# Question about crossbreeding hair sheep with wool sheep



## mylilchix (Apr 9, 2013)

I've recently found a beautiful Katahdin ram lamb that I was planning on building a flock of Katahdin and Dorpers around.  I recently got 2 CVM ewe lambs, and I'm thinking of changing my sheep plans.  What happens to the wool if I crossbreed the ram with the CVM ewes?  I'm toying with the idea of keeping 2 small flocks.  One with hair sheep and one with CVMs to help bring that breed back.  Any thoughts?
Thanks, Sonja


----------



## Roving Jacobs (Apr 9, 2013)

CVMs have such awesome fine wool I can't imagine breeding them with a hair sheep. You will lose fleece quality very rapidly. I would keep finewools and hair sheep separate unless you really just want to sell for meat. Registered CVM/romeldales sell for a heck of a lot more than the per pound price of lambs.


----------



## BrownSheep (Apr 9, 2013)

The hair wool cross breds I've seen partially shed in some cases or not at all in others.. I can tell you that it's very easy to trim the crosses. It posses little to no lanolin and the wool cuts very easily.

You would probably loose most of the wool quality from the CVMs.

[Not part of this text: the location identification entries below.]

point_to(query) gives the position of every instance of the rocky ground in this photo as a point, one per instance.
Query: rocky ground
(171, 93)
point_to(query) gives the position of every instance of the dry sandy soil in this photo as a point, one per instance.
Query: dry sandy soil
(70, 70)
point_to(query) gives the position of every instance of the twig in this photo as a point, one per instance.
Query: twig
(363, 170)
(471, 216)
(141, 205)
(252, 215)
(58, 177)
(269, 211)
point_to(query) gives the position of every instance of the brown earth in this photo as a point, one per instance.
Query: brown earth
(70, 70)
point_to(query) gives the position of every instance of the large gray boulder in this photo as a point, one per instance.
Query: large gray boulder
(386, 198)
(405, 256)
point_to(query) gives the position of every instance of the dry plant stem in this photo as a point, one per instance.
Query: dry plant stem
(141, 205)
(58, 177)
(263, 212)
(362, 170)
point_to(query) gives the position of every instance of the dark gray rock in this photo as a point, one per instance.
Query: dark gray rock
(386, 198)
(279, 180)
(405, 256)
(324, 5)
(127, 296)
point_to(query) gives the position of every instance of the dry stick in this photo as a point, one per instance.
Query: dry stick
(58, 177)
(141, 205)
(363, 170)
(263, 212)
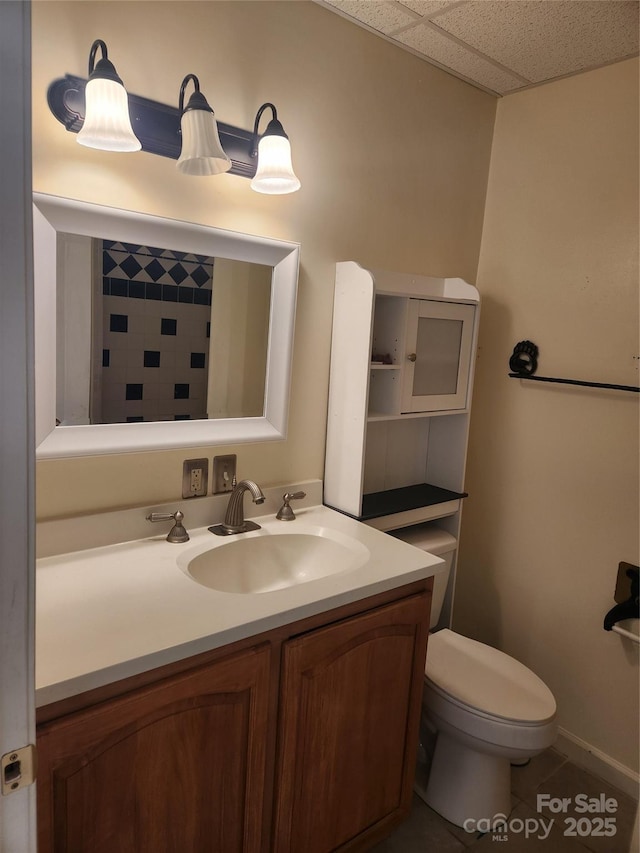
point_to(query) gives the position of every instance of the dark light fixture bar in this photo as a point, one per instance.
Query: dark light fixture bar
(156, 125)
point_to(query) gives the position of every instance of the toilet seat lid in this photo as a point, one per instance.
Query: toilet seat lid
(486, 679)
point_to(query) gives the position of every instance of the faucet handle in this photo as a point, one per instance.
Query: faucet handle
(177, 532)
(285, 513)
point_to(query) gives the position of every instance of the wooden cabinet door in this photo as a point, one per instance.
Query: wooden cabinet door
(176, 767)
(349, 705)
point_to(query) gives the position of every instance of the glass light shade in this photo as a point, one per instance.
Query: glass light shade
(202, 152)
(274, 175)
(107, 125)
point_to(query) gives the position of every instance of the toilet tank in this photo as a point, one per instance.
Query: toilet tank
(436, 541)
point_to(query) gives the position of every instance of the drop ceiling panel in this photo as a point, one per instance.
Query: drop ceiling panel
(455, 57)
(546, 39)
(503, 45)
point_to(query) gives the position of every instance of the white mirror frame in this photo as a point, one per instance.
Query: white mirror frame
(52, 214)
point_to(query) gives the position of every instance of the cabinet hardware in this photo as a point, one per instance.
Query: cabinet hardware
(18, 769)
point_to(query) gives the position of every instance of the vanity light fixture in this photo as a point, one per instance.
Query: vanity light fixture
(274, 172)
(191, 135)
(201, 152)
(107, 125)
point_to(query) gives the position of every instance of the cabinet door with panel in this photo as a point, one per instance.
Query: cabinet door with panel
(172, 767)
(349, 708)
(439, 340)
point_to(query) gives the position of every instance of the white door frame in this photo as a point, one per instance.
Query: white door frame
(17, 515)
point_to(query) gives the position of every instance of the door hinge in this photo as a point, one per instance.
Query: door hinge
(18, 769)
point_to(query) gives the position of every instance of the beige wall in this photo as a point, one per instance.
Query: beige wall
(392, 153)
(553, 470)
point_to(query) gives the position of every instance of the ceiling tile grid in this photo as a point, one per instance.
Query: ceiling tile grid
(502, 46)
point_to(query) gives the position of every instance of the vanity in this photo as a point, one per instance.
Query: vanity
(176, 715)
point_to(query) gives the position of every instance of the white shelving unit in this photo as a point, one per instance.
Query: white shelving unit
(402, 364)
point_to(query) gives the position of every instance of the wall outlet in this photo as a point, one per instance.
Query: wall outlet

I love the look of the CVMs. Goodluck with them!


----------



## mylilchix (Apr 10, 2013)

Thank you for the advice.  I'm going to contact the CVM breeder today to see if I can get a ram lamb and possibly another ewe lamb.  I love the look of our girls.  Th breeder also sent us home with a bunch of wool to start working with.


----------